Der siebte von neun Beiträgen über die Effekte von Algorithmen auf einzelne Personen, Gesellschaft sowie das soziale Miteinander behandelt die Möglichkeiten, Präventionsarbeit durch algorithmenbasierte Prognosen zu verbessern. Bereits erschienen sind Blogposts zu den Phänomenen: Personalisierung, Zugang, Befähigung, Freiraum, Kontrolle und Verteilung.
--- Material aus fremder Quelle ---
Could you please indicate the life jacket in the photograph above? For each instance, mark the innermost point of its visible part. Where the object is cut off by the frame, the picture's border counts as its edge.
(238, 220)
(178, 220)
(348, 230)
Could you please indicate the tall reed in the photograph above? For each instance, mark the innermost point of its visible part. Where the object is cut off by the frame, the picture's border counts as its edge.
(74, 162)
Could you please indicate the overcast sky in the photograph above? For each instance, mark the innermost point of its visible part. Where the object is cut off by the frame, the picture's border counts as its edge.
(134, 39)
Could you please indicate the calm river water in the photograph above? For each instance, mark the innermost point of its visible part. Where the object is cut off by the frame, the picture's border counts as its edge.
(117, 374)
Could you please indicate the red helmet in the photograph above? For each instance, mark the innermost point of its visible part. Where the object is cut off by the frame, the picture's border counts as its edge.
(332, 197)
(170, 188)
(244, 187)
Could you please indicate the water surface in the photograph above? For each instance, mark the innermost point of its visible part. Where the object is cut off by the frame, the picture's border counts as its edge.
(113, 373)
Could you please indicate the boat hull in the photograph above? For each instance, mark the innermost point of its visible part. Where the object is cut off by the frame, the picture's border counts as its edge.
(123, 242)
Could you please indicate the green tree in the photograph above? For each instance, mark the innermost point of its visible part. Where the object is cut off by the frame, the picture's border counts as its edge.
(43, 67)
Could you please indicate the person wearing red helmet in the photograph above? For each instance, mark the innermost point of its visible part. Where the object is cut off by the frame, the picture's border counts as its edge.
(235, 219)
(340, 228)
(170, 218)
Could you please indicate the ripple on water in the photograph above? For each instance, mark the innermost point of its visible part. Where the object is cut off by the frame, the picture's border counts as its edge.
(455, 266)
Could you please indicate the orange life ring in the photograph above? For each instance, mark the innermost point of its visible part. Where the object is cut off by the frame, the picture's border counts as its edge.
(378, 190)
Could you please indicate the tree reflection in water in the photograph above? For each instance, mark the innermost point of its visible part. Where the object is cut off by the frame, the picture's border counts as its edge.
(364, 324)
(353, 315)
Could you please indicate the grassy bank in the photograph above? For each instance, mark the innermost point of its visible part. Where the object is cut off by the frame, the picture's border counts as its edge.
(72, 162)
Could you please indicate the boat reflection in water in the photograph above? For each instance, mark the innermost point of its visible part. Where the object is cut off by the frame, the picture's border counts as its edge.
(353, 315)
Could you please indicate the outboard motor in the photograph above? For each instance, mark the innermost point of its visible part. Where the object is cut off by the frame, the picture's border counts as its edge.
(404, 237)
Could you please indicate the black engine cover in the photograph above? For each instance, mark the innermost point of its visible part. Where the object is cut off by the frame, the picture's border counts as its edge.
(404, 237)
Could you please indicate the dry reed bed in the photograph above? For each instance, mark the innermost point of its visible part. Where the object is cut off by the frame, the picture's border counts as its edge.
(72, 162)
Felix Bode im nordrhein-westfälischen Landeskriminalamt (LKA) erschließt sich die kriminelle Großwetterlage auf einen Klick. Eine Computersimulation zeigt das Stadtgebiet von Köln. Linksrheinisch scheint Chorweiler ein heißes Pflaster zu sein, der Stadtteil verbirgt sich unter einer dunkelorangen Wolke. Im benachbarten Merkenich ist die Lage offensichtlich ruhiger, obwohl die schwefelgelbe Einfärbung des Zentrums auch nicht vertrauenerweckend wirkt. Etwas weiter draußen hingegen, über Auweiler, ist der Himmel ungetrübt. Auf Bodes Bildschirm kann man ablesen, wo in den Tagen zuvor das Verbrechen gewütet hat. Einbrüche in Wohnungen und Gewerberäume sowie Diebstähle aus Autos* – für alle 16 polizeilichen Großbehörden des Bundeslandes werden diese Delikte ins Computerprogramm SKALA eingepflegt**. Das Programm erstellt dann sogenannte Heatmaps, die sofort erkennen lassen: Das Böse ist eben nicht immer und überall, sondern es konzentriert sich auf Hotspots.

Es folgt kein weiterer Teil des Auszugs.